Minha única reação a isso foi um facepalm. Os mesmos sites que tiram sarro dos alemães por proibir jogos violentos, e dos australianos por não ter uma classificação “maiores de 18” para seus jogos, gritaram que era um escândalo que um jogo viesse com um busto de uma mulher em biquini com cicatrizes. E o pior: os sites europeus deram ao assunto toda a importância que ele merece, ou seja, nada. Só os sites americanos montaram esse barraco, e para uma edição que nem mesmo vai sair nos EUA.

Uma coluna sobre o tema que saiu na Espanha lembrou de um fato interessante: quando, nos anos 50, o Congresso norte-americano fez uma investigação sobre a violência nos quadrinhos, chamaram o editor da EC Comics (famosa por seus quadrinhos de terror e guerra), William Gaines. Ao ser perguntado se ele achava que uma capa de uma de suas revistas (Crime SuspenStories 22, em que um assassino está segurando com uma mão a cabeça decepada de uma mulher, e com a outra um machado, e se vêem as pernas do corpo da mulher no chão) era de bom gosto, ele disse: “Sim senhor, é uma capa de muito bom gosto… para uma revista de terror.

Em outras palavras, se é uma história de terror se espera que haja sangue, violência… e cicatrizes em corpos seminus. O fato da estátua ser feia pra burro ainda não constitui crime. Além disso, se houver um apocalipse zumbi, não acho que o vírus, gás venenoso ou o que quer que seja que crie os não-mortos vá poupar as mulheres, os negros, os homossexuais, os judeus ou [insira sua minoria favorita aqui].

No entanto, hoje em dia parece que é mais importante parecer ser politicamente correto do que parecer ser inteligente.

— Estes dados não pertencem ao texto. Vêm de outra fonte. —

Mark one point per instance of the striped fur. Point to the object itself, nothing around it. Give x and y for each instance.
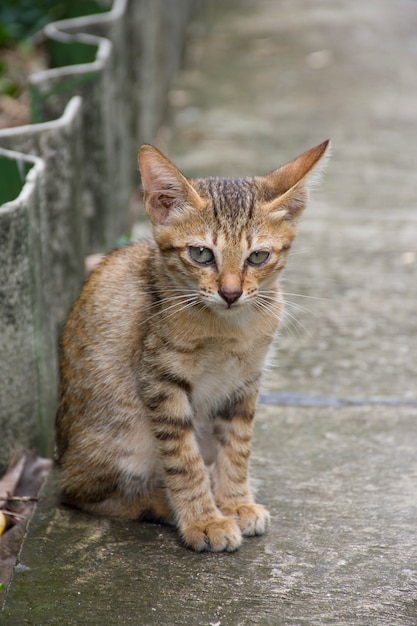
(162, 354)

Quando o produtor do novo Tomb Raider disse que a Lara seria vítima de um estupro, e isso faria os jogadores gostarem dela e quererem protegê-la, os lupanares do jornalismo gamer não reclamaram da parte realmente idiota e sexista do comentário (a insinuação de que a Lara seria uma coitadinha que precisa de nossa “proteção”), e sim do fato do estupro ter sido insinuado no trailer. Algo que realmente poderia servir para marcar o caráter da personagem, fazê-la mais forte. Mas preferimos tapar o sol com a peneira, como se não ver uma cena de estupro de um personagem feito de bits fizesse com que todos os estupros do mundo real deixassem de existir.

(Apesar de que eu vi o famoso trailer do estupro agora, para ter material para a coluna, e o que me deixou realmente encafifado foi ver que os caras que sequestram a Lara devem ter penteado a moça com umas três latas de laquê, porque ela está pendurada de cabeça para baixo e o cabelo dela continua dos lados da cabeça, não é afetado pela gravidade. Sem contar que ela deixou de ser inglesa. Mas estou divagando.)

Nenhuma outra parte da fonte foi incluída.